Adel dan Vina saling membicarakan tentang masa lalu, mereka tertawa dan menikmati waktu bersama dan di saat waktu yang sama, Erlan bertemu dengan Dina.


...***...


"Tuan…Erlan…". Dina merasa terkejut bertemu dengan Erlan, seketika ia terdiam di buat nya.


"Bi dina?…".


"Ya ampun…apakah benar ini tuan Erlan…".


"Haa, ternyata Bi Dina ya".


"Ya tuhan, sudah berapa lama ya kita tidak bertemu?…" Tanya Dina dengan sangat penasaran.


"Hahaha…seperti nya sudah empat tahun…" Jawab Erlan sambil tertawa kecil.


"Sudah lama sekali ya. Oh iya!, tuan Erlan sedang apa di sini?".


"Saya habis membeli Es krim".


"Ohh, dua?…apakah satu lagi untuk nona Cia?. Di mana nona?, mengapa tidak terlihat?…" Tanya Dina sambil melihat sekeliling Erlan.


"Cia sedang menunggu di taman…" Jawab Erlan dengan tersenyum ramah.


"Oh begitu ya. Ah!, tuan Erlan maukah nanti malam makan bersama dengan saya dan Vina?" Tanya Dina.


"Bertemu Vina ya…haaa…rasa nya aku masih tidak ingin bertemu dengan nya, tetapi jika aku menolak permintaan Bi Dina, pasti dia akan merasa kecewa karena kita baru bertemu lagi setelah empat tahun" Batin Erlan.


"Baiklah Bi…" Jawab Erlan dengan senyuman paksa.

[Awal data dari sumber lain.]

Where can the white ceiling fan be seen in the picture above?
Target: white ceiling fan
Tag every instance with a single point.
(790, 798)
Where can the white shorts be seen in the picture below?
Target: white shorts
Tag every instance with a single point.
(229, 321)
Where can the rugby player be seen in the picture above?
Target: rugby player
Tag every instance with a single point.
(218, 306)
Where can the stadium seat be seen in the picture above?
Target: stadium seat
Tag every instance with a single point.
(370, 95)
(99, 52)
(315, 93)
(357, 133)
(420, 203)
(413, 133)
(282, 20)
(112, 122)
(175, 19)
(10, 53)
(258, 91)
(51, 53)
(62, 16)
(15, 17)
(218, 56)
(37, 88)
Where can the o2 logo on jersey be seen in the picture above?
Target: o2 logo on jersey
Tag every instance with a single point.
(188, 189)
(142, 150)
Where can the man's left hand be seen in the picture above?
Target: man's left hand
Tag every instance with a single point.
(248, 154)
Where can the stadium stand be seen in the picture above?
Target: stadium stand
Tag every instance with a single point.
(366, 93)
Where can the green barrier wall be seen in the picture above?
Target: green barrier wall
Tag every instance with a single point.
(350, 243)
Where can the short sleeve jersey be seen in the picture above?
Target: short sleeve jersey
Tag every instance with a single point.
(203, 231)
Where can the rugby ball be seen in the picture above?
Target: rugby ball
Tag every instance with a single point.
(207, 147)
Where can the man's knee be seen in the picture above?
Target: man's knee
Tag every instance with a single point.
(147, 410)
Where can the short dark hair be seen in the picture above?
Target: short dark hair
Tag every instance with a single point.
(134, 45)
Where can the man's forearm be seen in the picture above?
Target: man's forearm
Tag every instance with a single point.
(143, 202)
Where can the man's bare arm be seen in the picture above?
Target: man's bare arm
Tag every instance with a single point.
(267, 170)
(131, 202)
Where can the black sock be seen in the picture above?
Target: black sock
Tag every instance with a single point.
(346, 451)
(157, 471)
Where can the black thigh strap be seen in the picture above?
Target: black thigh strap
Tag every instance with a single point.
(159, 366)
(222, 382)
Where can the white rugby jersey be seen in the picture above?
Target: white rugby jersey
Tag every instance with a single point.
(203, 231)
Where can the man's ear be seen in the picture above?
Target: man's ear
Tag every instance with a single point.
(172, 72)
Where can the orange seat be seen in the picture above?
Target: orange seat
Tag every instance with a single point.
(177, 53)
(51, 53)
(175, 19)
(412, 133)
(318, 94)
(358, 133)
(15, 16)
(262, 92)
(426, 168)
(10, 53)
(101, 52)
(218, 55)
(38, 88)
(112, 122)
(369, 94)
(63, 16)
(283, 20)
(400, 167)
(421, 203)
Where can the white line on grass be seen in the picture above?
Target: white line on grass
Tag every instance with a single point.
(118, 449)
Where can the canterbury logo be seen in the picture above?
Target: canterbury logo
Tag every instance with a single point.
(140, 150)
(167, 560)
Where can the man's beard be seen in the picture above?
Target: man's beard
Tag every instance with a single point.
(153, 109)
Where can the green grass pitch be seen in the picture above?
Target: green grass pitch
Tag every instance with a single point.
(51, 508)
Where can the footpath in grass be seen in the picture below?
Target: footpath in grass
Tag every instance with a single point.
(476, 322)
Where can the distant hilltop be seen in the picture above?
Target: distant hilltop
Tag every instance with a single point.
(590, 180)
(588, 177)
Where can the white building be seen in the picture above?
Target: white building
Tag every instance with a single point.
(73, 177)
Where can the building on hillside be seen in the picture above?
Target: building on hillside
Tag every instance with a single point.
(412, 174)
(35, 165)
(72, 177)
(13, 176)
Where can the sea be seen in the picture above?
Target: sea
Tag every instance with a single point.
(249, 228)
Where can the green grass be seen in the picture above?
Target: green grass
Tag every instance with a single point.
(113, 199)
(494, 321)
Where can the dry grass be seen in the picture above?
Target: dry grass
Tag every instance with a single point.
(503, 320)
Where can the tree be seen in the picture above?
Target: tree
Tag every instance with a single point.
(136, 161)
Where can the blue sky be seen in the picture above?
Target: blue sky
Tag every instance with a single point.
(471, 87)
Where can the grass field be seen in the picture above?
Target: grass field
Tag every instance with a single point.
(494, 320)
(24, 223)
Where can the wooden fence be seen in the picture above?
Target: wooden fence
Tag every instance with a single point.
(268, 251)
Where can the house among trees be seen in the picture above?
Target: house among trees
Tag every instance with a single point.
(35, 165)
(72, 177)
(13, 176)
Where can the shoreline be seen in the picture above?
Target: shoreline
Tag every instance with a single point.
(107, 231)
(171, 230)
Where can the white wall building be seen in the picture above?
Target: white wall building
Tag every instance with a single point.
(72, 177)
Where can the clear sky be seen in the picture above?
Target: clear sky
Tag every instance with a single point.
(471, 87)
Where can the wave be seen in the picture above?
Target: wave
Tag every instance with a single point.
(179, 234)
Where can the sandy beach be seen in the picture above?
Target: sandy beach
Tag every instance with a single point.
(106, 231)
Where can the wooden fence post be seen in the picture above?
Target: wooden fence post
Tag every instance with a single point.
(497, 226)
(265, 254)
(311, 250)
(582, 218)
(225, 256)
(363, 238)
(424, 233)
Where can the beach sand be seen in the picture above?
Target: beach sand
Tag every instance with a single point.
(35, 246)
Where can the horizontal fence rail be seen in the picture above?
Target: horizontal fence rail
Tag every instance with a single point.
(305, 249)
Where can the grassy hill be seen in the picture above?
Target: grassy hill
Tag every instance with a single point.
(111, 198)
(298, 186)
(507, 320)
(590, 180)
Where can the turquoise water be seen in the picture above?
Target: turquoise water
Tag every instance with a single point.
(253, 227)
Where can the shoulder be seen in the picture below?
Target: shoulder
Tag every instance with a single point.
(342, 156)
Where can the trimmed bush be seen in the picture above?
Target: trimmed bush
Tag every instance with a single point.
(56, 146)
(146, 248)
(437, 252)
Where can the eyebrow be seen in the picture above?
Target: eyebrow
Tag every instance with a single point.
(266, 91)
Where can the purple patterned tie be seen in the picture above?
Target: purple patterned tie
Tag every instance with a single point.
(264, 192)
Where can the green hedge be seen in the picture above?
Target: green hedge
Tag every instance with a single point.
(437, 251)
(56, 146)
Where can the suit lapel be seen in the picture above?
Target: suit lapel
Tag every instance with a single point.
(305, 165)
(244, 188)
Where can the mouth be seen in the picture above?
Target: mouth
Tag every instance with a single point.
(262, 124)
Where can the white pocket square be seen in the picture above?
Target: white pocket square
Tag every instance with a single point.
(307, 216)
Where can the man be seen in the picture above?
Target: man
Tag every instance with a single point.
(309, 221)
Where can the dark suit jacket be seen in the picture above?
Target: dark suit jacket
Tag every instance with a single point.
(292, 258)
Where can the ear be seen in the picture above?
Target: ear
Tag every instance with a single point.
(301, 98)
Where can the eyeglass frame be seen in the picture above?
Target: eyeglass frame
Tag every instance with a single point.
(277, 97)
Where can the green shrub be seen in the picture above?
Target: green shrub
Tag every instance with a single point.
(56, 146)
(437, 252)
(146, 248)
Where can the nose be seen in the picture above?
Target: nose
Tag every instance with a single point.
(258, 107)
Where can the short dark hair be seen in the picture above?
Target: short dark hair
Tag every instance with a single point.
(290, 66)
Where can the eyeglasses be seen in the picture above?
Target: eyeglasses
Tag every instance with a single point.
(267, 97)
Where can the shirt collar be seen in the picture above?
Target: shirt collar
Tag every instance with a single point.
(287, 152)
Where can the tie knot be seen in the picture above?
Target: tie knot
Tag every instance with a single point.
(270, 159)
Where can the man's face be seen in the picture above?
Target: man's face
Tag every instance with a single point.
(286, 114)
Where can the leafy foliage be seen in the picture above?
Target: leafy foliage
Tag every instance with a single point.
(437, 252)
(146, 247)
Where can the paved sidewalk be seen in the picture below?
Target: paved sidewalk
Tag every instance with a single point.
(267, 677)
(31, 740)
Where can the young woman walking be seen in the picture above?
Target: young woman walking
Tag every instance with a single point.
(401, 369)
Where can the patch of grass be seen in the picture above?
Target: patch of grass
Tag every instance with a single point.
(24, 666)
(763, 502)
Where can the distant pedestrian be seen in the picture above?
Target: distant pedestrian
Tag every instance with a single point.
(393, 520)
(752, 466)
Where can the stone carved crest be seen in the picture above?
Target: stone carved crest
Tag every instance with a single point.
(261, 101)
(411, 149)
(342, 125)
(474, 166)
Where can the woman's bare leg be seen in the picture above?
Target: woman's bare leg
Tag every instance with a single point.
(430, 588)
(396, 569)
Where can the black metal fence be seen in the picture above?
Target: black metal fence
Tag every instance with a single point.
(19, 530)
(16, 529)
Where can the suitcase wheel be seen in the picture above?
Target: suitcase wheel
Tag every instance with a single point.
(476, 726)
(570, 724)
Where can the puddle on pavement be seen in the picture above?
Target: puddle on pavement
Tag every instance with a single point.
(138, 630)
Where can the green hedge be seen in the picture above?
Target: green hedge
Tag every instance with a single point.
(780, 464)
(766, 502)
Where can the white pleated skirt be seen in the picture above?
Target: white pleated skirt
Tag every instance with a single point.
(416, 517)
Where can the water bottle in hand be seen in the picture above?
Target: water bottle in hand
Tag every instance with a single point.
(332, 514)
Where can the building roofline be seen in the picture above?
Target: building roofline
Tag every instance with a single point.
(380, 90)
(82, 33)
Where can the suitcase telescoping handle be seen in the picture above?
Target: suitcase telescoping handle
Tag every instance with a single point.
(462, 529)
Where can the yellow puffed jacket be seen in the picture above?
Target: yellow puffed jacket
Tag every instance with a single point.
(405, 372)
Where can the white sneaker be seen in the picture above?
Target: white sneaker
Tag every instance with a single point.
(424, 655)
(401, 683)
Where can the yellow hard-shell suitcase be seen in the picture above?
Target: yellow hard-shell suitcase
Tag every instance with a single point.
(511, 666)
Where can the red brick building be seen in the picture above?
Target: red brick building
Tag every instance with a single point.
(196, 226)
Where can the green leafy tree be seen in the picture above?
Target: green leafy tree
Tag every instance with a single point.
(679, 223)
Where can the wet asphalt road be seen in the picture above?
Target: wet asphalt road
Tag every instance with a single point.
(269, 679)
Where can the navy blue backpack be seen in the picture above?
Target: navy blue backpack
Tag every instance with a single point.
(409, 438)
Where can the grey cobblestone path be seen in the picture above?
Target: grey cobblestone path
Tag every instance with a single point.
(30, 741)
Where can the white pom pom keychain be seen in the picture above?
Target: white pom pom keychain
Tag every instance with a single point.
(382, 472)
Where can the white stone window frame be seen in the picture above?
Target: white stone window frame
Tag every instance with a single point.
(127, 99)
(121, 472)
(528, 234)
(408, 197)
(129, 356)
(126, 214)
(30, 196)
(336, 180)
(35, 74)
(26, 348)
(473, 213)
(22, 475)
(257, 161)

"Syukurlah, terimakasih ya…karena kita baru bertemu lagi setelah empat tahun, jadi Bibi ingin kita makan bersama. Baiklah, jika begitu, lebih baik sekarang tuan Erlan kembali ke taman, takut nya membuat nona Cia menunggu lama" Ucap Dina dengan sopan.


"Baiklah Bi…Erlan pergi…".


"Iya…".


Erlan berjalan pergi meninggalkan Dina, ia segera berlari ke taman dengan sangat cepat.


Sesampai nya Erlan di taman, ia terkejut melihat Adel sedang bersama dengan Vina.


Melihat Vina yang sedang asyik mengobrol dengan Adel membuat Erlan merasa khawatir dan ia juga merasa tidak suka ketika melihat wajah Vina.